Despite double-digit unemployment in most areas, managers looking for professional talent continue to find that it’s difficult to find and land great talent.
Companies continue to face pressure to remain efficient and cut costs; there are relatively few open roles and they are judicious about finding exceptionally experienced and talented people to fill them. Companies have little runway to train and are looking for someone who’s been doing the same or a similar role for the past few years. And, high growth companies that are growing are often in a space with other growing competitors—take mobile for instance—tapping into the same tight pool of talent, like those experienced with Android, an operating system that’s been deployed less than two years.
For employees in one of those hot growth areas (digital content, content delivery, mobile, ecommerce, consumer software) or key functions (making, marketing or selling product), that generally means lots of options and opportunities. Companies need to hunt these people down—they are usually too engaged to post their resumes on job boards or read job postings. Recruiting calls come in frequently and when these rock stars decide to change jobs, there are often numerous opportunities and competing offers.
A great number of people don’t interview well. Some of the top talent gets recruited into new roles by executives they worked with in the past and don’t have to go through a rigorous interview process. Someone once said to me, “there may be a reason that person interviews so well”, eluding to a history of ‘job shopping’. And, an unfortunately large group of people simply blow it—too stretched with a demanding day job to do enough homework, to be on time, too tired to perform. All of that shrinks the viable candidate pool further.

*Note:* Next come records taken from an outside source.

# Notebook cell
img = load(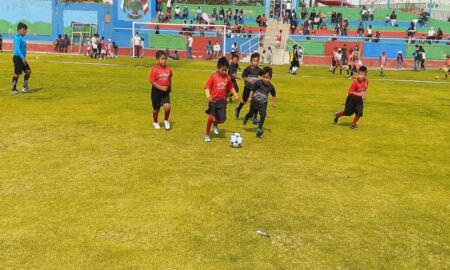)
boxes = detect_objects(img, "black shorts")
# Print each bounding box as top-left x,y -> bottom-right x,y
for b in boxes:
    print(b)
205,100 -> 227,123
242,86 -> 251,102
344,96 -> 364,116
13,55 -> 31,74
231,79 -> 239,93
152,88 -> 170,111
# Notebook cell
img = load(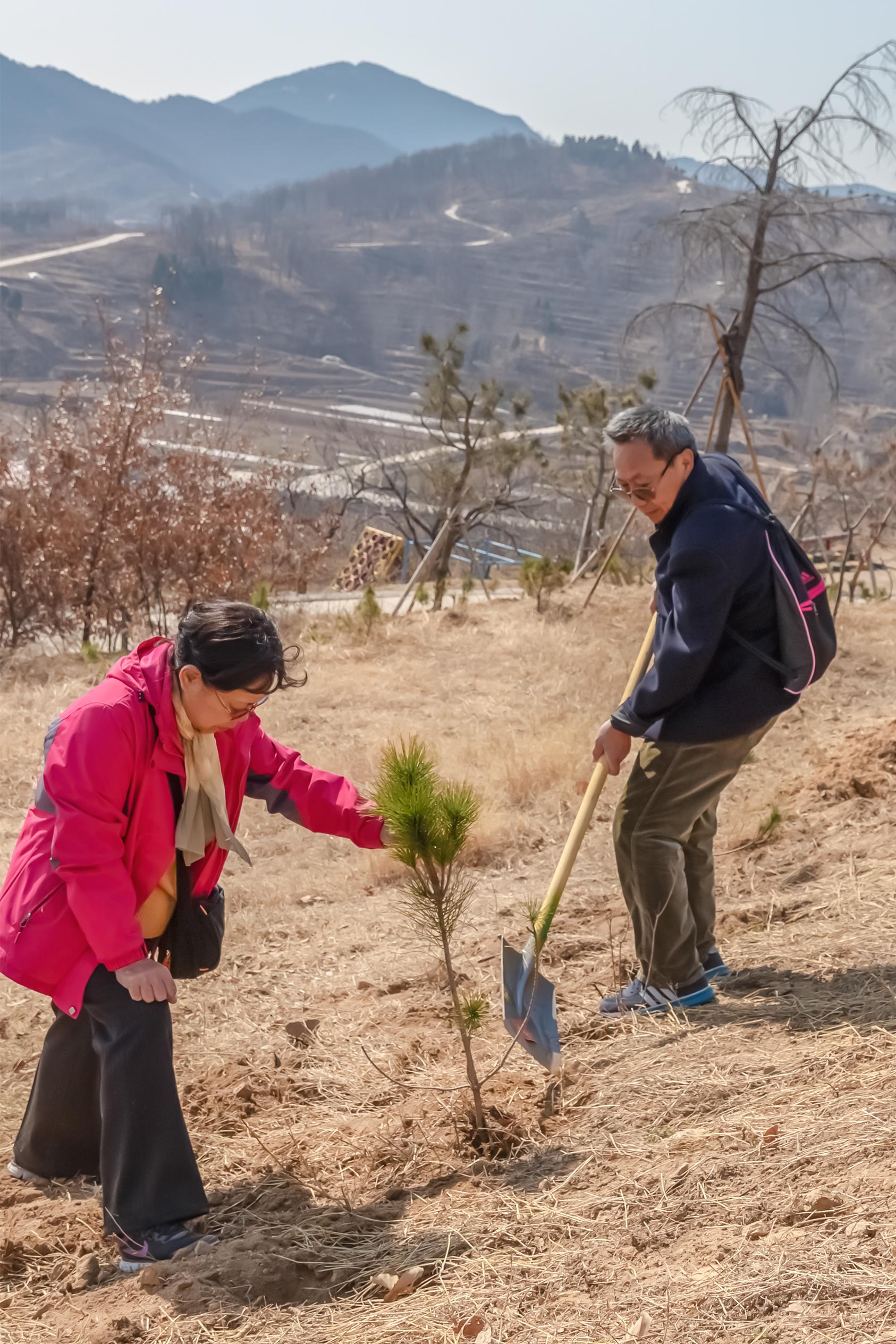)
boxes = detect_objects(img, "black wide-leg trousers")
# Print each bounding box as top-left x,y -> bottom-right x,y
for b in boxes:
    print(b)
13,966 -> 208,1235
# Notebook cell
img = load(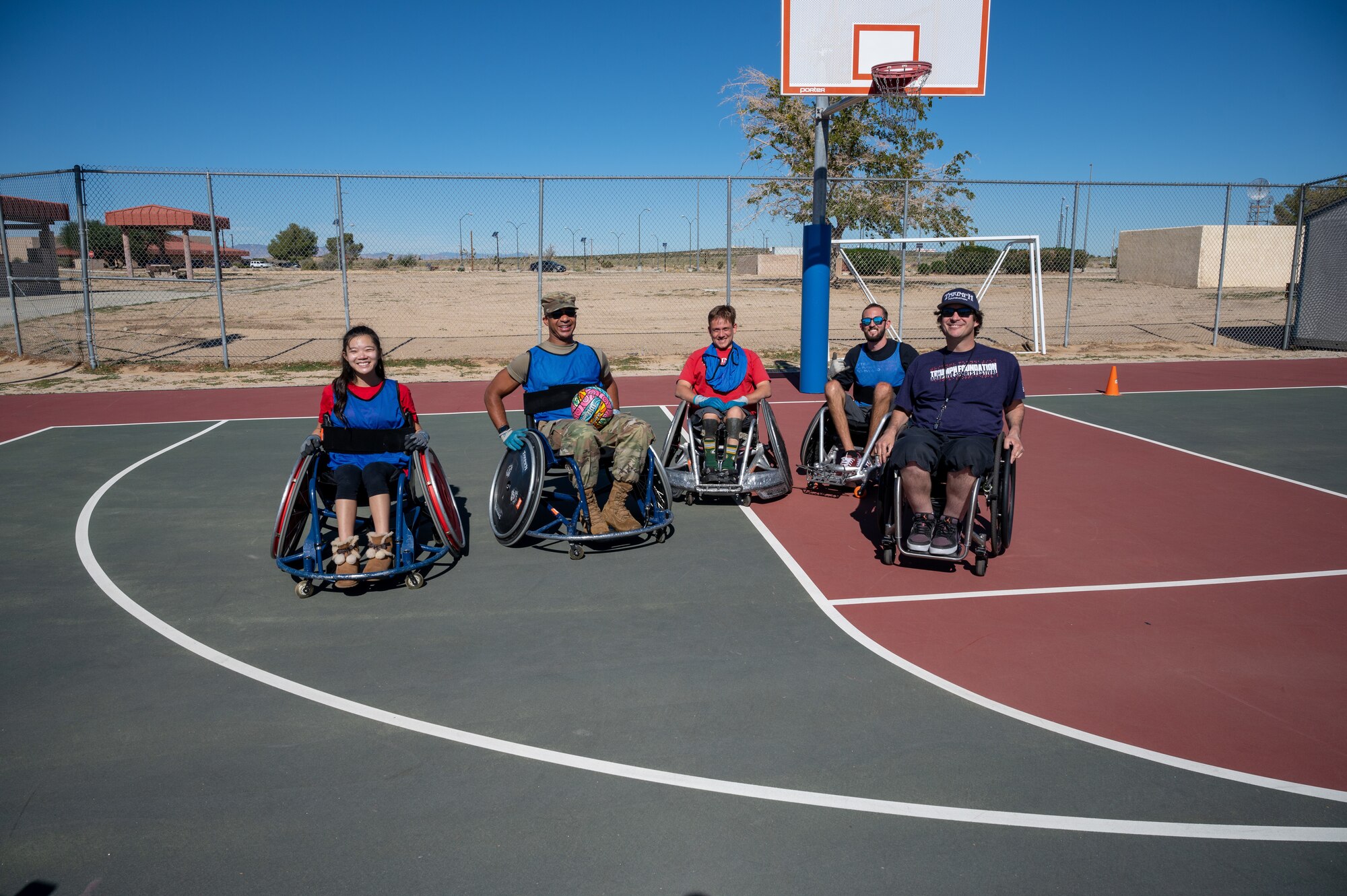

Not all is rosy on the employer side either. In the same stretched environment, too many phone screens take place, instead of time consuming face to face interviews, interviews get bumped or rescheduled at the last minute and interviewers who show up late and who are less than focused are common. Too often companies jump right into ‘grilling’ candidates and forget about ‘selling’. Not enough positioning takes place about why someone would want to work at your company vs. Apple, Google or a number of other viable competitors.
Elite level candidates are not looking for a paycheck—there are any number of companies that will provide them with that. They are looking for an intellectual challenge, a group of people they resonate with and a chance to move their career to the next level.
If you want to land top tier talent, you need to ‘turn it on’. Welcome candidates, show them around, talk about the company strategy, make them feel wanted. Lunch, coffee or dinner can differentiate you from others trying to woo the same person. Think about your best interviewing experiences and try to ‘one up’ that.